Things to look out for in 2019/2020
Employees currently have the right to take a ‘reasonable’ amount of unpaid time off to deal with an emergency involving a dependant, this includes coping with a child’s death.

Effective from April 2020 is a Parental Bereavement (Leave and Pay) Act, which will set out a statutory entitlement of both leave and pay for parents and primary careers following the death of a child. Following feedback from a consultation in 2018, the eligibility criteria is likely to be widened to include adopters, foster parents and guardians, as well as close relatives or family friends who have taken responsibility for the child’s care in the absence of parents.

Employees with 26 weeks’ continuous service will receive two weeks leave paid at the statutory rate and employees who don’t meet the service criteria will be entitled to the leave unpaid if they suffer the loss of a child under the age of 18 or a stillbirth after 24 weeks of pregnancy.

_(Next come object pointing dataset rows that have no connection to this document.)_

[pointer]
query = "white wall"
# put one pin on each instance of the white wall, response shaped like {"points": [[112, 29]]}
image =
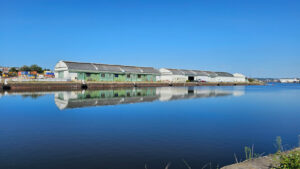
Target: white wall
{"points": [[205, 78]]}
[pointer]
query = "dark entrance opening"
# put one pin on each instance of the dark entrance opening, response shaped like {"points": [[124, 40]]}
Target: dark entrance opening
{"points": [[191, 78]]}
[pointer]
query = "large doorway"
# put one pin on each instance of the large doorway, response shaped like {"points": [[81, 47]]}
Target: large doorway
{"points": [[191, 78]]}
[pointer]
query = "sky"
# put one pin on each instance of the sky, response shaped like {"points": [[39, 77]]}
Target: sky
{"points": [[259, 38]]}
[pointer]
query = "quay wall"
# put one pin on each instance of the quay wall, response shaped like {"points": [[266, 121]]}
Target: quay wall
{"points": [[59, 86], [44, 86]]}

The Government is also consulting on extending the maternity redundancy protection, if this bill is introduced it seeks to extend the current redundancy protection for pregnant employees and those on maternity leave for a further period of 6 months after the employee returns to the workplace. The law currently gives employee on maternity leave who are made redundant the right to be offered a suitable alternative, this right currently ends when they return.

Historically, there have been proposals to extend shared parental leave and pay rights to working grandparents, and although these have now been put on hold pending a full review into shared parental rights, the CODE team recommends keeping this on your radar. As the UK work force are working longer, it is a very real possibility that this will be introduced in the not so distant future.